Toetstekst als leesgenre
Karin van de Mortel
Specialist en auteur taal en leesonderwijs bij CPS
Geraadpleegd op 10-09-2024,
van https://wij-leren.nl/voorbereiden-lees-en-woordenschattoetsen.php
Voorbereiden op lees- en woordenschattoetsen
In het kader van opbrengstgericht werken willen we, door middel van toetsen, kunnen meten hoe leerlingen presteren. Daarbij is het belangrijk om te voorkomen dat leerlingen struikelen over de toetsvorm of het type vraagstellingen en opgavevormen. Hoe bereid je leerlingen goed voor op met name de Cito toetsen ‘Begrijpend Lezen’ en ‘Woordenschat’? Natuurlijk gelden de aanbevelingen in dit artikel voor elk type toets.
Hoe vaak vullen wij nog een vragenformulier in? Soms een online enquête of een telefonisch interview en één keer per jaar de digitale belastingaangifte. Daarbij wordt het invullen ons zo makkelijk mogelijk gemaakt door antwoorden die al op verschillende plaatsen op het digitale formulier vooraf ingevuld zijn. Papieren vragenlijsten lijken niet meer in ons digitale tijdperk te passen.
Maar onze leerlingen dan? In het kader van opbrengstgericht werken wordt er beduidend meer schriftelijk getoetst. We verwachten van de leerlingen dat ze juiste antwoorden op de juiste plek kunnen invullen. Maar kunnen wij hen helpen om de toetsafname te vergemakkelijken?
Natuurlijk wil je dat de toetsen die ingepland staan op de toetskalender, meten wat je wilt weten. Je verwacht daarom dat de gehanteerde toets de beste manier is om het (lees-) onderwijs te evalueren: heeft de instructie doorgewerkt in de ontwikkeling van leerlingen en kun je uit de toetsuitslagen aflezen welke interventies je nu moet gaan toepassen?
Verder wil je natuurlijk ook dat de leerling zo optimaal mogelijk presteert.
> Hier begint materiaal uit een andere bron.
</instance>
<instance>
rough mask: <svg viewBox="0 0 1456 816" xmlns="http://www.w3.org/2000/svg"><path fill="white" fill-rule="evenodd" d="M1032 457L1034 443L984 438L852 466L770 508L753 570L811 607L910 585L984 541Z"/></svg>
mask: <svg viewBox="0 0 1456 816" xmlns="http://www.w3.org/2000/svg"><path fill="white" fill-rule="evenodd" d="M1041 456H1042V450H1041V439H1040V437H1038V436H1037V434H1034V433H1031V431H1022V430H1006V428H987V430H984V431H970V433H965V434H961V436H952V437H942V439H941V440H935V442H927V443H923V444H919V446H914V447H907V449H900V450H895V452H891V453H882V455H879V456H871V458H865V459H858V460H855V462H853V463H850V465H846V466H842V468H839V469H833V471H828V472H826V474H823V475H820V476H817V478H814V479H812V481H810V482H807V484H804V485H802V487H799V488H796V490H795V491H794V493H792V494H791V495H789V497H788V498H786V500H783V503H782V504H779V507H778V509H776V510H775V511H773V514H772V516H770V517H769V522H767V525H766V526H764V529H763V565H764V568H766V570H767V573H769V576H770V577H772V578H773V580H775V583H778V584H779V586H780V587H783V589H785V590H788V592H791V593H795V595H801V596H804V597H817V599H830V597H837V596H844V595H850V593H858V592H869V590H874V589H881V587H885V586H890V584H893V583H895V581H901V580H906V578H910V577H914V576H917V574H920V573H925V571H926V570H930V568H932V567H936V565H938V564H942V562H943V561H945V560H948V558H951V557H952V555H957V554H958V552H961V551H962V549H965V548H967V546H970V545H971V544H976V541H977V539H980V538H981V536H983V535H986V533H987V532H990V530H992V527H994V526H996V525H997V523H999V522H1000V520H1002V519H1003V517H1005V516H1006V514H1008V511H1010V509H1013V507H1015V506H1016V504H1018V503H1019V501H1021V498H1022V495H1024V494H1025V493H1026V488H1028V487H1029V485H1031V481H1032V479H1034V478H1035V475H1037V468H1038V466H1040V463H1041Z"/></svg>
Daarom is het van belang dat je voorkomt dat leerlingen struikelen over de toetsvorm of over het type vraagstellingen en opgavevormen. Dit bereik je met een extra, ander type instructie – nuttig en nodig om de toetsvormen beter te begrijpen. Dit artikel beoogt geen ‘teaching to the test’ praktijken.
"Het is niet de bedoeling dat de woorden van een woordenschattoets voorbereid worden. Veel meer gaat het om de vraag op welke wijze het mogelijk is om de leerlingen goed voor te bereiden op met name de Cito toetsen Begrijpend Lezen en toetsen Woordenschat".
Lezen om te leren
De beste manier om goed te leren lezen, is door expliciete instructie. Leerlingen moeten leesstrategieën leren. Ze moeten ze leren gebruiken als gereedschap, middelen om de inhoud van een tekst te kunnen begrijpen. De strategieën zelf zijn geen doelstellingen, maar het kunnen toepassen op allerlei typen teksten wel.
Dat betekent dat leerlingen veel gelegenheid moeten krijgen om samen te denken, te praten en te schrijven over gelezen teksten om zo in betekenisvolle verwerkingsopdrachten het leesbegrip te verdiepen. Leerlingen lezen om te leren lezen of ze lezen om te leren; elke dag opnieuw staat doelgericht leesonderwijs op het lesrooster.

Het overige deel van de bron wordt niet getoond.